Avec la répression de la frange la plus révolutionnaire du mouvement, la réaction relève la tête. Le parti KD évolue de plus en plus vers la droite monarchiste et est prêt à sacrifier provisoirement la démocratie pour rétablir l'ordre. Les possédants misent sur le général Kornilov, qui a fait la démonstration dans ses troupes qu'il est prêt à rétablir une discipline de fer. Kerensky accepte de le nommer général des armées, mais la vague réactionnaire le déborde, et Kornilov tente un putsch en lançant ses troupes sur Petrograd (« affaire Kornilov »).

Le congrès du Parti bolchevik qui se tient au début d'août 1917 décide de suspendre le mot d'ordre : « Tout le pouvoir aux soviets ».

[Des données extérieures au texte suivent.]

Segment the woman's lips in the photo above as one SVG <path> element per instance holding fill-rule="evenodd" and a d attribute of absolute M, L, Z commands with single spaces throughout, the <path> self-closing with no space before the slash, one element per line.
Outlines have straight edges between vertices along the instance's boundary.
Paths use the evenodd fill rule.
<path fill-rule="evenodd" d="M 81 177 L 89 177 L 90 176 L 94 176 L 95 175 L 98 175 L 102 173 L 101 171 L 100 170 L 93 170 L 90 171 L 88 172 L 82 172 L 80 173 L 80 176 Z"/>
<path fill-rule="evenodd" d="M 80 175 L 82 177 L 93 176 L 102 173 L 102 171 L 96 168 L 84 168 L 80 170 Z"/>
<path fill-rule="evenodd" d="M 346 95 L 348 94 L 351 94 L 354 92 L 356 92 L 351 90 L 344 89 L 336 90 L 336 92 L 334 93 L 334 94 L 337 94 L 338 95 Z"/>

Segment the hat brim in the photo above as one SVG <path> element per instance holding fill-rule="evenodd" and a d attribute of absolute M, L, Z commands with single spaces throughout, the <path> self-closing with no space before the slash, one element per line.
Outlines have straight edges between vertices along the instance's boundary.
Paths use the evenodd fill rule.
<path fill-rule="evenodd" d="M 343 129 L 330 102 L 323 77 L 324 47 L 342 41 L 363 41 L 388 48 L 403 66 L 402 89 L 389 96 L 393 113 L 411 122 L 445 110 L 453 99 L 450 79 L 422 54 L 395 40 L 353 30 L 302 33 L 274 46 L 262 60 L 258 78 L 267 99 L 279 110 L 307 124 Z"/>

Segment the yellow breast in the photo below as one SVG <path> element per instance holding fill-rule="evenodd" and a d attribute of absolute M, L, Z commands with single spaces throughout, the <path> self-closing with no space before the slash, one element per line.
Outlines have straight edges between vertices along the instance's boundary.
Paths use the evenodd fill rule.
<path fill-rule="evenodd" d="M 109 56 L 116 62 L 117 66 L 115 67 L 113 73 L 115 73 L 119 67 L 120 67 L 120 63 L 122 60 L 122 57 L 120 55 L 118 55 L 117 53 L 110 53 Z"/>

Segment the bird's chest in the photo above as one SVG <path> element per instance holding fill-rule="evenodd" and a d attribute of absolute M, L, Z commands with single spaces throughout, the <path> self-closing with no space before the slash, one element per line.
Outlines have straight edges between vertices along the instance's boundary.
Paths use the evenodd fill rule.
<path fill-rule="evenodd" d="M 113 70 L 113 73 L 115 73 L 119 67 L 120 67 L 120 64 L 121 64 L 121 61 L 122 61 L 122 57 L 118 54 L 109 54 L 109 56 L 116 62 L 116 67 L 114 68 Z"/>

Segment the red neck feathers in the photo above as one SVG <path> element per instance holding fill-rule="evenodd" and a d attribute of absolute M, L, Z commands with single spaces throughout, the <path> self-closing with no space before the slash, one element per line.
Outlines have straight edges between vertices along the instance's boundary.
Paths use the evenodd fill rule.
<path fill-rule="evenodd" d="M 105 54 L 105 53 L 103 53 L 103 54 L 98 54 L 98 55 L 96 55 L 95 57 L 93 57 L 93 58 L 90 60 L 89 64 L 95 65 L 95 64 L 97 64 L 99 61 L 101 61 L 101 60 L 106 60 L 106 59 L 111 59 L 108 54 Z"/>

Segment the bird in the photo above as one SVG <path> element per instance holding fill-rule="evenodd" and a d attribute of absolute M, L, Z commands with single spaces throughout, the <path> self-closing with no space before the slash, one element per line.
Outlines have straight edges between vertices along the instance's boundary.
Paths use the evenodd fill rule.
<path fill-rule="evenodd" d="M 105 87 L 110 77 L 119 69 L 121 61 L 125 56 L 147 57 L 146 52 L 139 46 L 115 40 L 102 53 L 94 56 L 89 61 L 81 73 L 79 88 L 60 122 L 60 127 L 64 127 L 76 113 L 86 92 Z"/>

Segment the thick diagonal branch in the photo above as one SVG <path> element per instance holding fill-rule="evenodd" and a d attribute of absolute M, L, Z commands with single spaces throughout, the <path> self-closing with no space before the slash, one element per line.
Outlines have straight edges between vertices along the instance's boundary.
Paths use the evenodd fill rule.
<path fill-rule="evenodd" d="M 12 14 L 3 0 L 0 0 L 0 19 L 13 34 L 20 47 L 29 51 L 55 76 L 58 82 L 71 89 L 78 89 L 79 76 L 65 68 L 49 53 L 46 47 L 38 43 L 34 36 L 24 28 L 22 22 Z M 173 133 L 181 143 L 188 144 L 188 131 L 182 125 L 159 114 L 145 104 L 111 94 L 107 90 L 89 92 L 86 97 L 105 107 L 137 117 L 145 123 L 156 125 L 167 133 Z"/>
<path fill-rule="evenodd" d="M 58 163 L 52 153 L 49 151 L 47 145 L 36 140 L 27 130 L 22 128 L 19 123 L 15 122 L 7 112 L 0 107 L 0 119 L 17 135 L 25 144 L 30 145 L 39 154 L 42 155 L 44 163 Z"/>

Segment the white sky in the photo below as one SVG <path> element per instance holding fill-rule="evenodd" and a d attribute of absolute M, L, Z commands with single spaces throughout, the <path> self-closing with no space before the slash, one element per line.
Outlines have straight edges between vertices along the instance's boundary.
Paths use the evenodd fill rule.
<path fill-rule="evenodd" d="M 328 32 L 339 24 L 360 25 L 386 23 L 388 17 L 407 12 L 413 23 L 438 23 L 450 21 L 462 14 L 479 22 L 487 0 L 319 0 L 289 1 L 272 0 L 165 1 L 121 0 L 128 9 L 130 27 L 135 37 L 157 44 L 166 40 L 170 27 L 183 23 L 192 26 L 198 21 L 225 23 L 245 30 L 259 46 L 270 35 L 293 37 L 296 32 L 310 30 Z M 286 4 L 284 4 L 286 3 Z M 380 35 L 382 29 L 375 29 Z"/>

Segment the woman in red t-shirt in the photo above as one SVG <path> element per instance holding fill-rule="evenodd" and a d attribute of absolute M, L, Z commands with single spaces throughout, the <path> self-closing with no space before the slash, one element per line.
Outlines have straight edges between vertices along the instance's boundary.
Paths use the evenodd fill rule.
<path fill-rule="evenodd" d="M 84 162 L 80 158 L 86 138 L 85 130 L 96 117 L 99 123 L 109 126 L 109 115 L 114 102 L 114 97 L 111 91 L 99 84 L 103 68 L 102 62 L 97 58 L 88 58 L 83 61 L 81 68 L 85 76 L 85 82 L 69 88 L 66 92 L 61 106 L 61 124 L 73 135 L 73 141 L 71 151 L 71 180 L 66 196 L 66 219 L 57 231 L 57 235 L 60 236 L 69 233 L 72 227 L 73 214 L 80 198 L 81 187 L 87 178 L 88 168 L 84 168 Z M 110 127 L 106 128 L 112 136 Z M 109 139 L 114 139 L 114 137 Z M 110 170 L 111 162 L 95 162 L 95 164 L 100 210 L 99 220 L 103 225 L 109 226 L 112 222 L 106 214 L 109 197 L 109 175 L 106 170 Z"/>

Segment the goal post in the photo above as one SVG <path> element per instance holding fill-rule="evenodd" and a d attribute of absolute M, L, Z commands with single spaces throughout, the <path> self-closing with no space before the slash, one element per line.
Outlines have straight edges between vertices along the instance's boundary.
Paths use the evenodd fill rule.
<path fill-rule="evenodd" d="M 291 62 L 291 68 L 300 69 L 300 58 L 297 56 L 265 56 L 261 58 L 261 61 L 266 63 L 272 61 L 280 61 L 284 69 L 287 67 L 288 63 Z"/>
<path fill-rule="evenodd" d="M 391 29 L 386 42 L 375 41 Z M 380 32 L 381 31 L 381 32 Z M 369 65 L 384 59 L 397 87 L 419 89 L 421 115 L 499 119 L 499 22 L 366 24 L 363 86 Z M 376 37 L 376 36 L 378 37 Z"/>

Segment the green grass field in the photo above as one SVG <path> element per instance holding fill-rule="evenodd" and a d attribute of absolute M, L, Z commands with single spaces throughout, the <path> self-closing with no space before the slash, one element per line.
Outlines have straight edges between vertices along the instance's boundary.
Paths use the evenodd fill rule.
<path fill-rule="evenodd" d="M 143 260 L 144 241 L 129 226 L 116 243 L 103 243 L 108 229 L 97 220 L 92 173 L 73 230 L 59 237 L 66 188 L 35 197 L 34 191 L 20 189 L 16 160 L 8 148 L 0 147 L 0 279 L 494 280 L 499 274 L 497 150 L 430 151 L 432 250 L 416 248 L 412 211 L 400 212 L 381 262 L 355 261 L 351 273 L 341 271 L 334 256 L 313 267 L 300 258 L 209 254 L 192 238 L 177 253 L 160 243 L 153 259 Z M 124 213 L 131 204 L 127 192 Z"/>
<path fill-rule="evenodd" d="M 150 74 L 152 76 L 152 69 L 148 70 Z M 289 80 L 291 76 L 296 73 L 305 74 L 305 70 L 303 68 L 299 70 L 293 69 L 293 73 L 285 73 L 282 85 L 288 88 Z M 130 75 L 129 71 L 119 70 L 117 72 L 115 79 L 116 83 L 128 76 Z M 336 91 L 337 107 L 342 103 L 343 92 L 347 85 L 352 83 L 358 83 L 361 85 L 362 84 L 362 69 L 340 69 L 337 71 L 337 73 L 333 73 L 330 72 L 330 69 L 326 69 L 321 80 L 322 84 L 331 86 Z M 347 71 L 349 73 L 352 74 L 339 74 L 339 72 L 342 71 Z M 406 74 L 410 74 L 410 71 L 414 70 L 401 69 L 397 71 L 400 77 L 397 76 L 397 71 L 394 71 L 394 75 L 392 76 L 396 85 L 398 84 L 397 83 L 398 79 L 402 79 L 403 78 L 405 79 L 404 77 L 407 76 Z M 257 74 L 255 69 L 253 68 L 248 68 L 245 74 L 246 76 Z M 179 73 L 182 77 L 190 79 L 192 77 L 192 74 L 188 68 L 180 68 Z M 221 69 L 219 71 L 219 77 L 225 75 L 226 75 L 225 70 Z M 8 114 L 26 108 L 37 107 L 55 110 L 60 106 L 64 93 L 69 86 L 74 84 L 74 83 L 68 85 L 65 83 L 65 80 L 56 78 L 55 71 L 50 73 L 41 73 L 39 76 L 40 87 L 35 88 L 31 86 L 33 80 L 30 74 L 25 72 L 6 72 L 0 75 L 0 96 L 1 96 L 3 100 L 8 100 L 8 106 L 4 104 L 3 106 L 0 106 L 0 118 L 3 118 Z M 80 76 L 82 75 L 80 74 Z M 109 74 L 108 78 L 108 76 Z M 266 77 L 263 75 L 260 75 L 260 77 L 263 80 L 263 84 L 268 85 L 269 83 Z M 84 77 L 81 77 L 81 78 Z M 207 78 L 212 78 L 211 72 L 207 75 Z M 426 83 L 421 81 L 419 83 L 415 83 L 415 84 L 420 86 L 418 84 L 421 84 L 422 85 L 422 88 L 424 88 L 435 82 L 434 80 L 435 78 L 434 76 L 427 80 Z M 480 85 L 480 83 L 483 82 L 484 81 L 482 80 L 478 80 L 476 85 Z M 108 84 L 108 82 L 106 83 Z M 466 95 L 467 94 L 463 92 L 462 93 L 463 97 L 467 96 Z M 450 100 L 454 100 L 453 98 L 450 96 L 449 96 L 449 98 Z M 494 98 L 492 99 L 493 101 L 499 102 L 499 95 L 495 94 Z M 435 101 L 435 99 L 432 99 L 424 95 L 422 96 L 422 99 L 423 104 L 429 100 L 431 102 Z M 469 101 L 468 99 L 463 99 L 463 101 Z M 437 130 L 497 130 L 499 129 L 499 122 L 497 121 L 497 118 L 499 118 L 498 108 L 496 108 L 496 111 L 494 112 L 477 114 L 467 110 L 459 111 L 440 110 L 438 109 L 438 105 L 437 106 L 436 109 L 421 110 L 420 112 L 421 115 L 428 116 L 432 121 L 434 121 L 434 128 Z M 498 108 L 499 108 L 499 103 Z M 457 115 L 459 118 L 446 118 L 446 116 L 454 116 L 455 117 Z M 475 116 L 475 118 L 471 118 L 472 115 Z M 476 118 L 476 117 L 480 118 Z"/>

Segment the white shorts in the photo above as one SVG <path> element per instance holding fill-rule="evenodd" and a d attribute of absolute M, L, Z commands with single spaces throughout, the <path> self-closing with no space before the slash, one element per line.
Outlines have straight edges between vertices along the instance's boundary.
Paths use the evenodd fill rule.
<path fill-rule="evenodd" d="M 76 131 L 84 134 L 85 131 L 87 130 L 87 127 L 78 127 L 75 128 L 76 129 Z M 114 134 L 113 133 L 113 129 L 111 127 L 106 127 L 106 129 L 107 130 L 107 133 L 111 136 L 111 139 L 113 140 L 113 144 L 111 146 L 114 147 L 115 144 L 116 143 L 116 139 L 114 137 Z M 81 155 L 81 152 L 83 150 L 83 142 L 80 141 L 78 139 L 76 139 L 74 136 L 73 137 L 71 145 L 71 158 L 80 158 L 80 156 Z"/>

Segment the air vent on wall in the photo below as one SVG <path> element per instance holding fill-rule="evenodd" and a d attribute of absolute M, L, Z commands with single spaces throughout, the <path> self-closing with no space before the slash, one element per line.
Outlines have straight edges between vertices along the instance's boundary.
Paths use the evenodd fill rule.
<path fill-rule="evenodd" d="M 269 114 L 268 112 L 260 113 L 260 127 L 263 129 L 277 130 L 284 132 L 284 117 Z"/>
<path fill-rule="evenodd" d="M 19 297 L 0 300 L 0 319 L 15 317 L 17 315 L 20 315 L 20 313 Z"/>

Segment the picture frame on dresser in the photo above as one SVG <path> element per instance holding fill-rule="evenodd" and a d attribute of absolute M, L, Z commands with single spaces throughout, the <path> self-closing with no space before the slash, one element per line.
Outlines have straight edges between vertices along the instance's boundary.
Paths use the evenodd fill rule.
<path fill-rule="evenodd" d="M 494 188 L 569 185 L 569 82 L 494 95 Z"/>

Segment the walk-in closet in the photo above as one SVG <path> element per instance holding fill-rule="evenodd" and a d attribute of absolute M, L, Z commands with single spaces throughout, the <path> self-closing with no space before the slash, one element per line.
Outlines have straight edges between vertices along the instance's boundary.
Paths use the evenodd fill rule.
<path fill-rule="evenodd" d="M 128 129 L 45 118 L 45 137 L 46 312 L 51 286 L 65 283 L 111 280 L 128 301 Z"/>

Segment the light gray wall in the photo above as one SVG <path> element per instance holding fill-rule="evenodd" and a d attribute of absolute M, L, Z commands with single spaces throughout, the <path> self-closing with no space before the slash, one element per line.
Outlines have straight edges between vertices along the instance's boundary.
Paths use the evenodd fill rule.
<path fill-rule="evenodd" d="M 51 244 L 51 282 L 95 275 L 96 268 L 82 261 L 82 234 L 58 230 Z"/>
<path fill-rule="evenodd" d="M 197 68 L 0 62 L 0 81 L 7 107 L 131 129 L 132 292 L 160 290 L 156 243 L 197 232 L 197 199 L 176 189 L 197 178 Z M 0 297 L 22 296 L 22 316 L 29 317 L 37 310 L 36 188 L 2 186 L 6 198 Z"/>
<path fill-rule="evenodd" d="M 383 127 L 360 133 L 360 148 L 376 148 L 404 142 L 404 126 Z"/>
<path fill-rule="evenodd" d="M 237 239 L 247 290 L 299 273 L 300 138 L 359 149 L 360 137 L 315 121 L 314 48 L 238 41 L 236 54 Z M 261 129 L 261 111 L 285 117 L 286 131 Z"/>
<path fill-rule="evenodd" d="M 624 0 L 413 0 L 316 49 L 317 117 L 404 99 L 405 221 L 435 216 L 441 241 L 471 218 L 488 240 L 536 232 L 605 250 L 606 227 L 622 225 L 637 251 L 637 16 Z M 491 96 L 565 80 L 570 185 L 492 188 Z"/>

4 Débats historiographiques

Des historiens remettent en question la version défendue par les bolchéviks. Par exemple l'histoire de droite Richard Pipes écrit :

« Nul événement en Russie n'a d'avantage fait l'objet de mensonges délibérés que l'insurrection de juillet 1917. La raison en est simple, ce fut la faute la plus lourde de Lénine, une erreur de jugement qui faillit anéantir le Parti bolchevique, comparable au putsch de Munich d'Hitler en 1923. Afin de nier leur responsabilité, les bolcheviks se portèrent à des extrémités peu communes, présentant le putsch comme une manifestation spontanée qu'ils se seraient évertués à rendre pacifique. »[11]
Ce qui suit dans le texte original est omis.